# **Heart Attack - EDA** 


# **INTRODUCTION**

# What is heart attack?
 
A heart attack happens when the flow of oxygen-rich blood in one or more of the coronary arteries, which supply the heart muscle, suddenly becomes blocked, and a section of heart muscle can’t get enough oxygen. The blockage is usually caused when a plaque ruptures. If blood flow isn’t restored quickly, either by a medicine that dissolves the blockage or a catheter placed within the artery that physically opens the blockage, the section of heart muscle begins to die

About this dataset

    Age : Age of the patient

    Sex : Sex of the patient

    exang: exercise induced angina (1 = yes; 0 = no)

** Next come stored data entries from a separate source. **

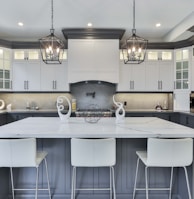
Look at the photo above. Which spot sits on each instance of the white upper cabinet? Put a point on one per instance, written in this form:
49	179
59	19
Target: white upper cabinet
155	74
93	60
54	77
131	77
25	54
26	70
159	70
182	68
5	69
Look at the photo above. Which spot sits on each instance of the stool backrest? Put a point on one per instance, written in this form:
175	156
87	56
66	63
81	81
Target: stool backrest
169	152
93	152
18	152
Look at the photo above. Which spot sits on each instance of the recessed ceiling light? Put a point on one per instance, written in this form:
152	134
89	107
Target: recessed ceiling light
158	25
89	24
20	24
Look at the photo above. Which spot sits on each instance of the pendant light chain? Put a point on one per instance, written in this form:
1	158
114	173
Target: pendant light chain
133	14
51	47
135	48
52	14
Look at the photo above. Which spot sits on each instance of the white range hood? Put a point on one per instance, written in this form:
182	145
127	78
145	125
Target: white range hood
93	59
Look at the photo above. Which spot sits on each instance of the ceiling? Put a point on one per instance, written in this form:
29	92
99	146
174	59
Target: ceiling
175	16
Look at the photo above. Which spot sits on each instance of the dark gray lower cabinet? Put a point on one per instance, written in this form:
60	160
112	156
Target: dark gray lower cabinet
187	120
3	119
60	174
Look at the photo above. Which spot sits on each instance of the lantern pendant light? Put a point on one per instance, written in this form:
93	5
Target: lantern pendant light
51	47
135	47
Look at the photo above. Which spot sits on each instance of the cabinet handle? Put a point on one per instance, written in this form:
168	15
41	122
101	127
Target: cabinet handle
25	85
55	84
159	85
11	84
133	84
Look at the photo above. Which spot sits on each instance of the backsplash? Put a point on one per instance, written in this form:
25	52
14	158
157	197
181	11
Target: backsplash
93	93
85	97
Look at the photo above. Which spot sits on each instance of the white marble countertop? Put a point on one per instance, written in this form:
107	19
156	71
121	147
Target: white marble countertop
134	127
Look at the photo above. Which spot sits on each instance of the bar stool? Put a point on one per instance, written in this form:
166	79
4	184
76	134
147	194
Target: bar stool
165	153
93	153
22	153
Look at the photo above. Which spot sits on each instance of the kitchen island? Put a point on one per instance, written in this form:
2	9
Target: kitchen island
54	136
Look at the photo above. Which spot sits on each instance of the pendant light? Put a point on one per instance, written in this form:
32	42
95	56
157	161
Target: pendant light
51	47
135	47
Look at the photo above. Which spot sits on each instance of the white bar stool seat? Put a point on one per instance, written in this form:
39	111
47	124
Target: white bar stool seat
93	153
163	152
23	153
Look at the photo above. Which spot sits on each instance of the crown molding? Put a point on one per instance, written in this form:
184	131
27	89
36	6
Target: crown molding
91	33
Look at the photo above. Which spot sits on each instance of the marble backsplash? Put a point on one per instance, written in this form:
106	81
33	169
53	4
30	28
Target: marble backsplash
48	100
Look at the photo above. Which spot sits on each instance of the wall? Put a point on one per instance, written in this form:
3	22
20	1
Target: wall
48	100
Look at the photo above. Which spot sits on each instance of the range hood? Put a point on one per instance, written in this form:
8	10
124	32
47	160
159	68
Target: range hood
93	57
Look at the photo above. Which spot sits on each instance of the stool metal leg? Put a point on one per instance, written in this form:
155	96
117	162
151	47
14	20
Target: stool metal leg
135	183
171	178
73	186
113	182
187	180
36	191
12	184
146	181
48	183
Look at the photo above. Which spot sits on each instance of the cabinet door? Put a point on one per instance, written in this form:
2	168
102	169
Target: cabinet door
61	78
152	76
138	77
47	77
124	77
19	76
166	76
54	77
33	77
26	76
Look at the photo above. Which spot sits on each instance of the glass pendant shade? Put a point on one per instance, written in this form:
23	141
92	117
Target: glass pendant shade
135	46
135	50
52	49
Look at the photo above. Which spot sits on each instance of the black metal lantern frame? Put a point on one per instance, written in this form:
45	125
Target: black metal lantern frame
51	47
135	47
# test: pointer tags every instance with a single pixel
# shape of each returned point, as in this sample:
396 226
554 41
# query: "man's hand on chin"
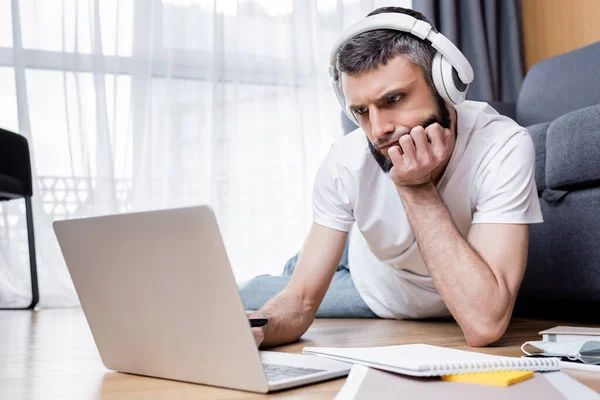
417 155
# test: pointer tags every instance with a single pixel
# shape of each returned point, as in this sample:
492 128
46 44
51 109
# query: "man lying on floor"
438 193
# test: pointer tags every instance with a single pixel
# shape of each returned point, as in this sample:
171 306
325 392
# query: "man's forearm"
465 282
289 318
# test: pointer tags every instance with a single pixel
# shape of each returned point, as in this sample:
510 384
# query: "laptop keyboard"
276 372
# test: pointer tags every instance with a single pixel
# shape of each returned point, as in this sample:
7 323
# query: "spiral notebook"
426 360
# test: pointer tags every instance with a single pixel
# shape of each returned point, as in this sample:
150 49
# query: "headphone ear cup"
436 75
339 93
446 80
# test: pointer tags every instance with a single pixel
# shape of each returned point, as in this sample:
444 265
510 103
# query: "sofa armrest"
573 150
14 159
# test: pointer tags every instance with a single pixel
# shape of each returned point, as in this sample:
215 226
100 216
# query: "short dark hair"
369 50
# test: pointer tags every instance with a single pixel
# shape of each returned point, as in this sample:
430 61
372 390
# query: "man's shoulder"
351 151
488 130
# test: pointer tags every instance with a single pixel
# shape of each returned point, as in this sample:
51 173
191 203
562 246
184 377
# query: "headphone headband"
406 23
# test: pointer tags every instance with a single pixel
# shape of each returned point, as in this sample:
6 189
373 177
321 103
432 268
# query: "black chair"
15 183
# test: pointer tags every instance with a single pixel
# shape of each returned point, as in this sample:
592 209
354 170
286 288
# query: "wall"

    ca: number of major vessels (0-3)

    cp : Chest Pain type chest pain type
        Value 1: typical angina
        Value 2: atypical angina
        Value 3: non-anginal pain
        Value 4: asymptomatic

    trtbps : resting blood pressure (in mm Hg)

    chol : cholestoral in mg/dl fetched via BMI sensor

    fbs : (fasting blood sugar > 120 mg/dl) (1 = true; 0 = false)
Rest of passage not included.